|
FZGPUModules 2.0
GPU-accelerated modular compression pipelines
|
Header: modules/coders/bitpack/bitpack_stage.h
Class: fz::BitpackStage<T>
Category: Coder (lossless)
Packs each element using only its low nbits bits into a dense byte stream.
T[] → uint8_t[] — ceil(n × nbits / 8) bytes.uint8_t[] → T[] — unpacks elements, zero-extending to full width.Most useful after a Lorenzo predictor stage where small delta values only need a few bits of representation.
| Parameter | Constraint |
|---|---|
T | Unsigned integer type (see available instantiations below) |
Only these types are compiled and linked:
BitpackStage<uint8_t>BitpackStage<uint16_t>BitpackStage<uint32_t>Using any other type will result in a linker error. Most common: BitpackStage<uint32_t> (to match typical quantizer code width).
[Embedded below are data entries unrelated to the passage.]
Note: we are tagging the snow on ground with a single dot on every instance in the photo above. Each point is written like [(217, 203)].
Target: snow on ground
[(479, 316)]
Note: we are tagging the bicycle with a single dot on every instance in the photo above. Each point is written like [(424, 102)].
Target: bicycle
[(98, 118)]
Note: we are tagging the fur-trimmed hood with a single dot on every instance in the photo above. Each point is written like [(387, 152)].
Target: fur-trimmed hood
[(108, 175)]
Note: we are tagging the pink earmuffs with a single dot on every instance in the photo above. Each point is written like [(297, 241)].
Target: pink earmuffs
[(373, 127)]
| Setting | Purpose | Notes |
|---|---|---|
setNBits(nbits) | Bits per element | Power of two, 1..8 * sizeof(T); ignored when auto-detect is on |
setAutoDetect(bool) | GPU scan to pick nbits automatically | Disables CUDA Graph compatibility while active |
nbits must be a power of two in [1, 8 × sizeof(T)]. Default is 8 * sizeof(T) (identity, no compression).
T | Allowed nbits |
|---|---|
uint8_t | 1, 2, 4, 8 |
uint16_t | 1, 2, 4, 8, 16 |
uint32_t | 1, 2, 4, 8, 16, 32 |
Violations throw std::invalid_argument at setNBits() time.
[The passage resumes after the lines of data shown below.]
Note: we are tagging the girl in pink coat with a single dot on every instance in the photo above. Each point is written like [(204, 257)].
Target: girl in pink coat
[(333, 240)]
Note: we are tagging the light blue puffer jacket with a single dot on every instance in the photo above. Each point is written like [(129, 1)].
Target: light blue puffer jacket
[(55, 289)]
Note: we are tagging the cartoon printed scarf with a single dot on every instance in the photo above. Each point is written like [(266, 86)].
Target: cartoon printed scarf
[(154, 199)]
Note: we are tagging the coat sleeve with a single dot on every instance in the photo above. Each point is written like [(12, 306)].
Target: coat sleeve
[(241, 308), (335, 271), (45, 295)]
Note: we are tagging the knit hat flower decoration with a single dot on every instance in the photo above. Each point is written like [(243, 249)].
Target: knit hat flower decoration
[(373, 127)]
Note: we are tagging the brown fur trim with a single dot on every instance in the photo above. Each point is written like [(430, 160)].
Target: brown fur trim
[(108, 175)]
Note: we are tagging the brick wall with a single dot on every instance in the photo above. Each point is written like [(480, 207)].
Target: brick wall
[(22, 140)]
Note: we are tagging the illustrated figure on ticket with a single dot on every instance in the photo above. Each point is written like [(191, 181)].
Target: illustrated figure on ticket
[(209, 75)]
When enabled, forward execute scans the input for its maximum value using cub::DeviceReduce::Max and selects the smallest valid power-of-two nbits that covers it. The chosen nbits is written into the compressed header so the inverse pass unpacks correctly without any out-of-band configuration.
After compress(), getNBits() reflects the detected value.
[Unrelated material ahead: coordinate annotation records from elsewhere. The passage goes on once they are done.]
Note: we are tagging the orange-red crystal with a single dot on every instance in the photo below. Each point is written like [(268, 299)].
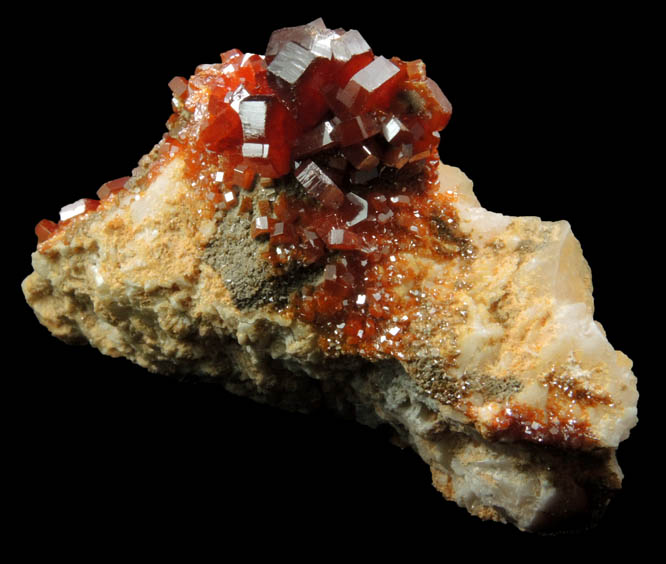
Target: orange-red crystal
[(358, 133)]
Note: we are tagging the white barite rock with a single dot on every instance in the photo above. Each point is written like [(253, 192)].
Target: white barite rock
[(531, 367)]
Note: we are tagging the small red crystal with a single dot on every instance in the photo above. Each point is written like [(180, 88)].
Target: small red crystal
[(44, 229)]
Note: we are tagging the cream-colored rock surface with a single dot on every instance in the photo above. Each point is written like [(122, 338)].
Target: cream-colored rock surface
[(514, 397)]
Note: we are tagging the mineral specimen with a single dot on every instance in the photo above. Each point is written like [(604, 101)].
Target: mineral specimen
[(294, 237)]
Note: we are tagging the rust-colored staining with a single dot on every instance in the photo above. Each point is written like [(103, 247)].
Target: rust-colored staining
[(355, 136), (563, 422), (549, 427)]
Scratch buffers for the scan are allocated through the pipeline's memory pool (with a transparent cudaMalloc fallback in vGPU / pool-fallback mode), so all device memory remains tracked by the pipeline.
CUDA Graph incompatibility: auto-detect requires a device-to-host transfer and stream synchronization to read the max value, making it incompatible with CUDA Graph capture. isGraphCompatible() returns false while auto-detect is on. If you know the bit-width ahead of time, use setNBits() instead to keep graph capture available.
Output size estimate: estimateOutputSizes() returns the worst-case (full input size) when auto-detect is enabled, so PREALLOCATE mode reserves sufficient space regardless of the detected nbits.